In response to customer feedback, and by drilling into insights from the data we’ve gathered about the way customers interact with our messaging and content, we have worked hard to make things easier for customers. We’ve started using video to demonstrate what happens when they fill in a particular form, as we recently did for a client who had a website that wasn’t generating any leads. We noticed that:

  • The CTA button just said “Get in touch” 
  • It asked the customer to share an email address
  • So we added a message box and the phone number to the contact form
  • We added some text too, explaining: when you fill in this form, one of our people will email you to find a good time to talk.

Once we’d added the new elements, leads shot up. In a similar vein, we recently added Drift to increase the sophistication and functionality of our own site’s bots, making meetings easier to book. As a result, all our qualified leads can access our team’s Google Calendars straight from the bot, booking an appointment to talk to a member of our team at a time that suits them. Bookings have increased as a result.

How customer pain points shape content

By keeping a close eye on the content we’ve created that gets the most engagement, we’ve learnt to focus more at the bottom of the funnel which means talking in an upfront way about alternative solutions and pricing, rather than about ourselves. We also refocused our content to be more ‘behind the scenes’ and ‘what comes next’ focused. 

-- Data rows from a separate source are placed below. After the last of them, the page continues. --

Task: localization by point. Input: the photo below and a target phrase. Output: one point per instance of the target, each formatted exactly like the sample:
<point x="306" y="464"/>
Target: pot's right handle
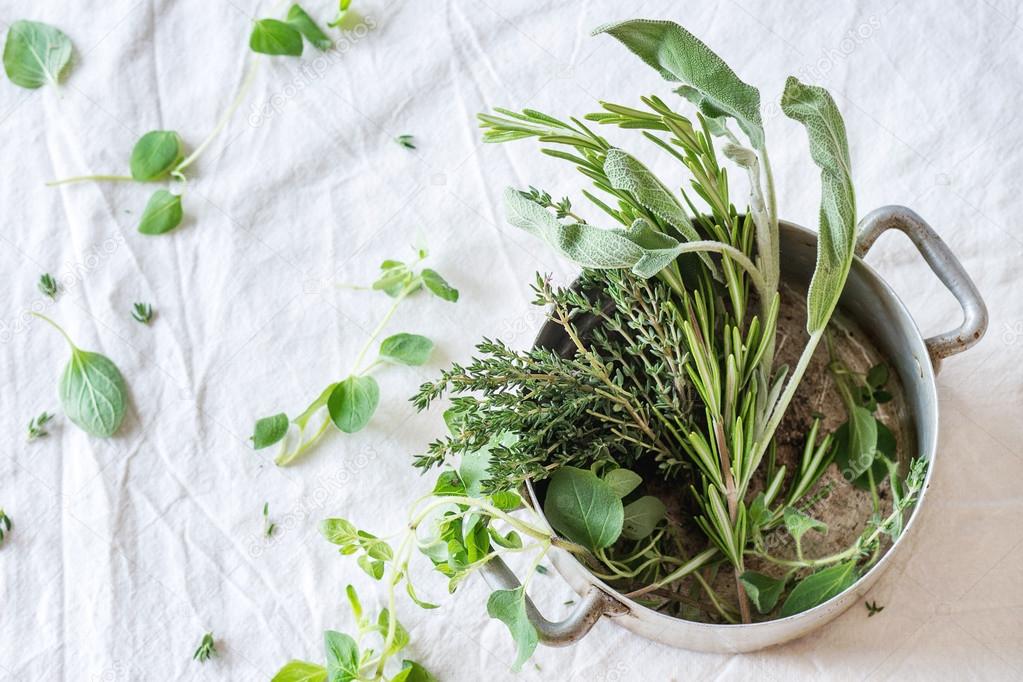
<point x="943" y="263"/>
<point x="587" y="611"/>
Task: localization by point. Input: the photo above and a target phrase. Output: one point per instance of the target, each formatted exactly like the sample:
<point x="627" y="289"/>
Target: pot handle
<point x="587" y="610"/>
<point x="943" y="263"/>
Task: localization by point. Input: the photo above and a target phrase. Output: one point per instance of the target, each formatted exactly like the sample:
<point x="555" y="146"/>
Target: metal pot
<point x="870" y="302"/>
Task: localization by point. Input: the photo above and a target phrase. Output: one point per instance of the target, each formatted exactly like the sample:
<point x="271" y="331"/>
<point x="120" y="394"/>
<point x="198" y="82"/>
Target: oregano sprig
<point x="351" y="402"/>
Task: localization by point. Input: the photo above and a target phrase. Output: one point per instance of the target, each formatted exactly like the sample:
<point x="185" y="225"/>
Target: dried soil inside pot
<point x="845" y="508"/>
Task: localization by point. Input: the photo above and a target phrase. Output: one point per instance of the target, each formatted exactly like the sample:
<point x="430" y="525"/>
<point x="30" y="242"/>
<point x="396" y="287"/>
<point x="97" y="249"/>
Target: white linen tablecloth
<point x="125" y="551"/>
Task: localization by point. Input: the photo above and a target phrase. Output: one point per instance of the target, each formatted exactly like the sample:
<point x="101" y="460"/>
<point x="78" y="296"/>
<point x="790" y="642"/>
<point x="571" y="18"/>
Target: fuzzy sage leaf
<point x="681" y="57"/>
<point x="819" y="587"/>
<point x="91" y="390"/>
<point x="812" y="106"/>
<point x="36" y="54"/>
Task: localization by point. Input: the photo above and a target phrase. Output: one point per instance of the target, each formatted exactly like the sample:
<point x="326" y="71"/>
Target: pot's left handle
<point x="587" y="611"/>
<point x="945" y="266"/>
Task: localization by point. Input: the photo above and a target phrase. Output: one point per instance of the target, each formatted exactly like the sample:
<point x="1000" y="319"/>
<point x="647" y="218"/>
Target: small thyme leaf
<point x="142" y="312"/>
<point x="268" y="527"/>
<point x="207" y="648"/>
<point x="37" y="426"/>
<point x="48" y="285"/>
<point x="5" y="525"/>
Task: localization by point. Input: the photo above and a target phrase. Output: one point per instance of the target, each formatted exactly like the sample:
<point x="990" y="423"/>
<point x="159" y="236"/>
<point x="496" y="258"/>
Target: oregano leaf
<point x="274" y="37"/>
<point x="36" y="54"/>
<point x="353" y="402"/>
<point x="508" y="606"/>
<point x="301" y="671"/>
<point x="583" y="507"/>
<point x="406" y="349"/>
<point x="818" y="588"/>
<point x="156" y="154"/>
<point x="269" y="430"/>
<point x="305" y="25"/>
<point x="162" y="214"/>
<point x="438" y="285"/>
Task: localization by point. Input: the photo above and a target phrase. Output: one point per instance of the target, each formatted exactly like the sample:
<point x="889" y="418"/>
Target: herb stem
<point x="91" y="178"/>
<point x="57" y="327"/>
<point x="224" y="119"/>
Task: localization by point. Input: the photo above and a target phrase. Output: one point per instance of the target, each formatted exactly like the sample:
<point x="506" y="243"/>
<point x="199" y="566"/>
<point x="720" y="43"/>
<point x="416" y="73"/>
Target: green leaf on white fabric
<point x="36" y="54"/>
<point x="812" y="106"/>
<point x="508" y="606"/>
<point x="679" y="56"/>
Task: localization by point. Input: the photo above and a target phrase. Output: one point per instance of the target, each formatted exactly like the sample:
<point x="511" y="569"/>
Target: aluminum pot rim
<point x="930" y="385"/>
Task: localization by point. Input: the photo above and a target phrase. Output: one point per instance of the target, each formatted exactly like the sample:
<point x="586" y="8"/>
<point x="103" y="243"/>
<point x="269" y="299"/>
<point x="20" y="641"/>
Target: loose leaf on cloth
<point x="92" y="392"/>
<point x="274" y="37"/>
<point x="583" y="507"/>
<point x="680" y="56"/>
<point x="156" y="154"/>
<point x="406" y="349"/>
<point x="36" y="54"/>
<point x="353" y="402"/>
<point x="162" y="214"/>
<point x="508" y="606"/>
<point x="269" y="430"/>
<point x="438" y="285"/>
<point x="342" y="656"/>
<point x="305" y="25"/>
<point x="819" y="587"/>
<point x="301" y="671"/>
<point x="812" y="106"/>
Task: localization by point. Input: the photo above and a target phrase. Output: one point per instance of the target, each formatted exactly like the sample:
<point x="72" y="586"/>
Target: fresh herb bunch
<point x="708" y="276"/>
<point x="621" y="395"/>
<point x="351" y="402"/>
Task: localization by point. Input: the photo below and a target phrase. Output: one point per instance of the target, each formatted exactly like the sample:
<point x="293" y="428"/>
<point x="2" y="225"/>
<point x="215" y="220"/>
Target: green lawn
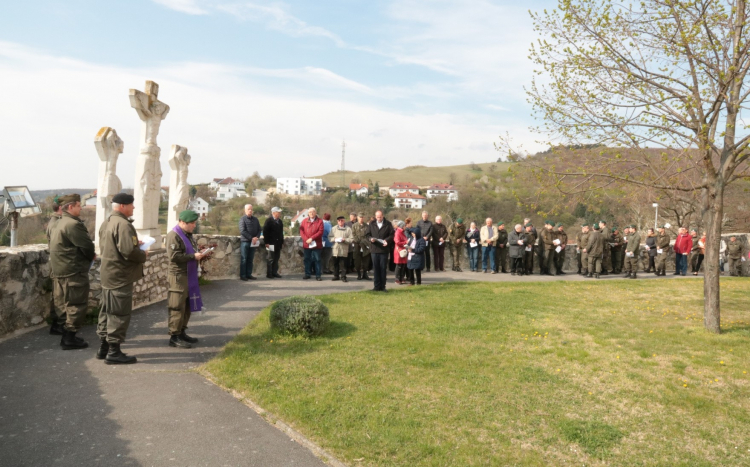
<point x="477" y="374"/>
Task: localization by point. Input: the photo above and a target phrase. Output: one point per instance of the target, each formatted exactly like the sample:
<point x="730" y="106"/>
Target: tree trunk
<point x="712" y="216"/>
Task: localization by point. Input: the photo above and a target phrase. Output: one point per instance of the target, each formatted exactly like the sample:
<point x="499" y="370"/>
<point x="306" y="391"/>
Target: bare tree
<point x="668" y="74"/>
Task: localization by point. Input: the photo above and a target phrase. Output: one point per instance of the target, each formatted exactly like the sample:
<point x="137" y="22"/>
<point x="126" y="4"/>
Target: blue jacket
<point x="326" y="231"/>
<point x="417" y="259"/>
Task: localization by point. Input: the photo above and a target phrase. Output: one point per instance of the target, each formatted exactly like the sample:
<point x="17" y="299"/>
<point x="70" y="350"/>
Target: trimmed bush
<point x="300" y="315"/>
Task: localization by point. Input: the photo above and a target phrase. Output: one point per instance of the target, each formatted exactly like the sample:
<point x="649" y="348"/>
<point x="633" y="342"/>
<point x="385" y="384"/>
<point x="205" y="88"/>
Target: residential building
<point x="299" y="186"/>
<point x="200" y="206"/>
<point x="400" y="187"/>
<point x="409" y="200"/>
<point x="443" y="189"/>
<point x="359" y="189"/>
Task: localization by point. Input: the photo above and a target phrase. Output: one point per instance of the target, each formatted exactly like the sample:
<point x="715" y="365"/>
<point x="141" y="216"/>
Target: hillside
<point x="417" y="174"/>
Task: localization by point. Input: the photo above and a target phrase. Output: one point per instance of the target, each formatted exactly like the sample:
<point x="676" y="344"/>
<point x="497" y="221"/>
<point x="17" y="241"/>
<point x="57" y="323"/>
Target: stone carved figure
<point x="148" y="173"/>
<point x="109" y="147"/>
<point x="179" y="189"/>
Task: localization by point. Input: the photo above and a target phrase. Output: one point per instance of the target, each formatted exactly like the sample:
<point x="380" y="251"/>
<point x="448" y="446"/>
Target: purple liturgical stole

It turns out, customers want to be educated buyers. They want a good idea of what a salesperson is likely to say in an initial call before it happens. This is an approach we took recently with one of our cyber-security clients. As a result, we were able to produce a lot of content around demystifying their process, explaining to their customers exactly what working with them ‘looked like’. We explained the initial planning and information gathering process, the creation of a security and installation plan, the agreement and the installation process itself.  

In a nutshell, we’ve noticed that where we’ve shifted our approach to make it more customer-focused and intuitive, engagement goes up. Lead generation significantly increases for resources we’ve tailored to make it ultra easy to book a meeting or buy from us. We’re also committed to road testing all the marketing strategies we recommend to our customers, so that we have on-the-ground experience of the features, products and solutions that we recommend.